Turi

Total population
- 198,344 (2011 census)

Regions with significant populations
- Jharkhand, Bihar, Chhattisgarh, Odisha, West Bengal

Languages
- Turi, Odia, Sadri, Laria, Bhojpuri, Hindi

Religion
- Hinduism

Related ethnic groups
- Kisan, Singh, Sharma, Kumar

= Turi (caste) =

Caste in India

The Turi is a caste found in the state of Jharkhand, Bihar, Odisha and West Bengal in India. They traditionally involved in the manufacture of household items of bamboo and farming.

==Etymology==
The word Turi is derived from Tokri a basket made from bamboo.

==Origin==
The Turi were traditionally involved in making household items from bamboo such as Tokri (basket), Sup (winnowing sieve), fan etc.

==Present circumstances==
Turi are divided into many subgroups.

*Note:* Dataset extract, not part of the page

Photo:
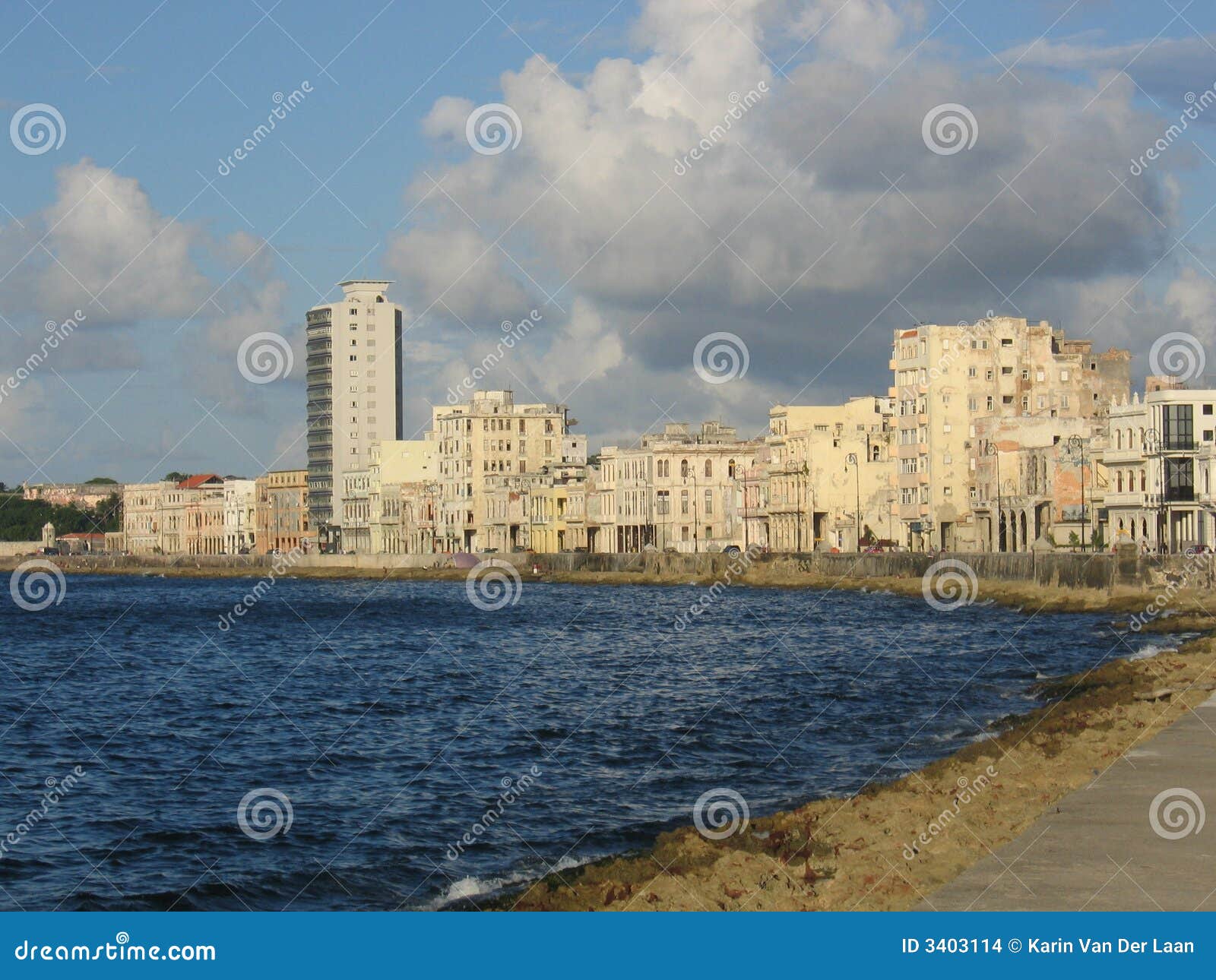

They are further divided into various exogamous clans. Family of Turi are mostly patrilocal and patrilineal.
They are employed in Cultivation, basketry and labour. They speak Odia, Laria, Hindi. Their festival are Kalipuja, Durgapuja, Nuakhai, Raja, Dola, Rathjatra, Makar. In modern period, the traditional business of basketry is in danger as there are lots of household items of plastic available in market. But traditional basket made of bamboo are in demand during festivals. According to the 2011 census, the population of Turi was 198,344.

==Official classification==
In 1931, during British Period, they were listed as aboriginal tribe. In 1936, they were listed as Backward. In Patna division, Tirhut, Bengal, Hazaribagh and Manbhum, they were included in Scheduled Caste. After independence, they were included in the list of Scheduled Castes in Odisha, Jharkhand and West Bengal.